Christmas: Chaos and Hope

You may not have noticed that my last two essays dealt with Chaos. 

We are in the holiday season, that period of the calendar which includes Thanksgiving and Christmas. It comes around every year, and every year we can be (in fact usually are) in different emotional places. Life happens. Life’s twists and turns, life’s chaos, does not take a holiday break. 

The holiday season intensifies emotions for many of us. This year, for me, it seems like the world is in chaos. This year, for me, it seems like the world hates Jesus more than it has in the past. This year, for me, in the face of chaos and hatred, I am struck by how more Christians are sharing their faith, their hope in Jesus, amid chaos. 

The above paragraph feels intense. It does not have the sentiment akin to the taste of a Christmas cookie. I hesitated to share those words because they do not feel or sound very Christmassy, at least per Hallmark standards. 

Yet upon reflection, Christmas, Chaos, and Hope go together. 

The obvious chaos is that which Mary and Joseph endured. It was not simply the journey to Bethlehem, it was the months leading up to Jesus’ birth, all capped with a manger experience (and a soon after flight to Egypt). 

The chaos I am reflecting upon is the chaos in the human heart.  

The amount of chaos varies in each heart.  

I know that this “variation of chaos” in a person’s heart has a wide range. I want to acknowledge one end of the spectrum with two stories.

First is a young girl who, with her grandmother, knelt at her bed and accepted Jesus into her heart at age 5. She was raised in a Christian home, had great parents, teachers, and other adults in her life. Her childhood was surrounded by Jesus. There was a time at university when she had “to make her grandparents and parents faith, her own.” To be clear, her young life had very real challenges, but it was not riddled with chaos. 

Second is another young person who was raised in the church. The church was part of a major denomination, one that did not, from their memory, preach about the need for a personal decision. As they grew and matured, they found themselves in a Christian support group that was focused on them knowing the day and time they accepted Christ into their heart.  

They did not know the day and time. The groups conclusion was, therefore, that they were not a Christian. They were confused and devastated. When I met with them, I had them tell me about their childhood and young adult life. I remember them saying, “Pastor, there has not been a day I can remember that Jesus has not been in my life.” I thought wow, could I say that?
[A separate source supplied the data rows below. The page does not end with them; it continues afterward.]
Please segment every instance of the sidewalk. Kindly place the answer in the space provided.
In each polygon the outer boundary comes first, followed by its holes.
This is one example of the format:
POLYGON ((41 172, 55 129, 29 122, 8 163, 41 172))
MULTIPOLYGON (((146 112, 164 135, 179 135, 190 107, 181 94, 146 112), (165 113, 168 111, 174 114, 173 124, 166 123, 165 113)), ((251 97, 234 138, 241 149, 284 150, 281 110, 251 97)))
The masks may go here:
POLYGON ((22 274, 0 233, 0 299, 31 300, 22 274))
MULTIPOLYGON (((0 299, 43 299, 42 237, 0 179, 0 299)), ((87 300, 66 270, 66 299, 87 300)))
So, I simply asked them, “So, today, who is Jesus to you?” They answered, “He is my Savior, he died for my sins. He is my Lord, I seek to follow and obey him.” They went on with a further confession of faith. I explored whether they had a true understanding of “it is by grace we are saved” (Ephesians 2:8-10) and other Scriptures. They did. I reinforced that if today they know these truths, then they are saved. 

I share those two stories because perhaps your walk to Christ is similar. It is not marred with trauma and chaos. If that is so, then praise God! 

For many, the path to Jesus, is on the other end of the spectrum of chaos.  

And here I need to make a biblical turn. We do not walk to Jesus; He comes to us. 

Ephesians 2:1 tells us that we were dead in our trespasses. Dead men and women are not walking anywhere. In those two stories shared, there was a moment they realized they were dead. There was a moment they realized Jesus has arrived in their lives. They responded and received Jesus. There had to be that moment, because today they both confess Jesus as Lord. They both have learned biblical doctrine and been baptized. They both have Hope in Christ.

Whether you find yourself with Jesus amid chaos or peace, He did all the walking. He did all the work. 

Which brings me finally to chaos. His work always stands out among the chaos of the human heart.  

Certainly, His birth is an example of coming to us amidst chaos – bringing hope.  

Remembering His birth is not enough. 

Many have stood apart from His birth and simply gazed. Many have stood apart from His birth and heard of the shepherds and the host of heaven singing. Many have stood apart from His birth and noted that order was brought to humanity – and in all of it, Hope was born. 

Standing apart and seeing, or hearing, or taking note, does not bring an individual hope. Some people this Christmas find themselves in that position, of standing apart, of being outside His birth, outside of Christmas.  

The chaos in their lives, the chaos in their heart, seemingly increases the distance their gaze must cover, even when they are surrounded by the scene. Their ears are straining to hear the angelic choir, even as the church music blares. The witness of other’s lives changed by Jesus, seem to bounce off of their numb bodies.  

The chaos is simply too much, clouding their vision, stopping their ears, and deadening their bodies.  

Take heart. He comes amid chaos. In fact, it is those of us who are blind, deaf, and dead that Jesus comes to save and bring hope. 

If the chaos of your world seems too much, perhaps you need this Christmas more than you realize. 

The reality is that for each and every one of us, this is not about only a moment, it is about following Him every day (John 12:26) – and all of us have days, weeks, and seasons, when amid chaos, we need Hope. 

May this Christmas, whether we be surrounded by chaos or peace, be a Christmas where we experience Jesus coming to us and bringing Hope.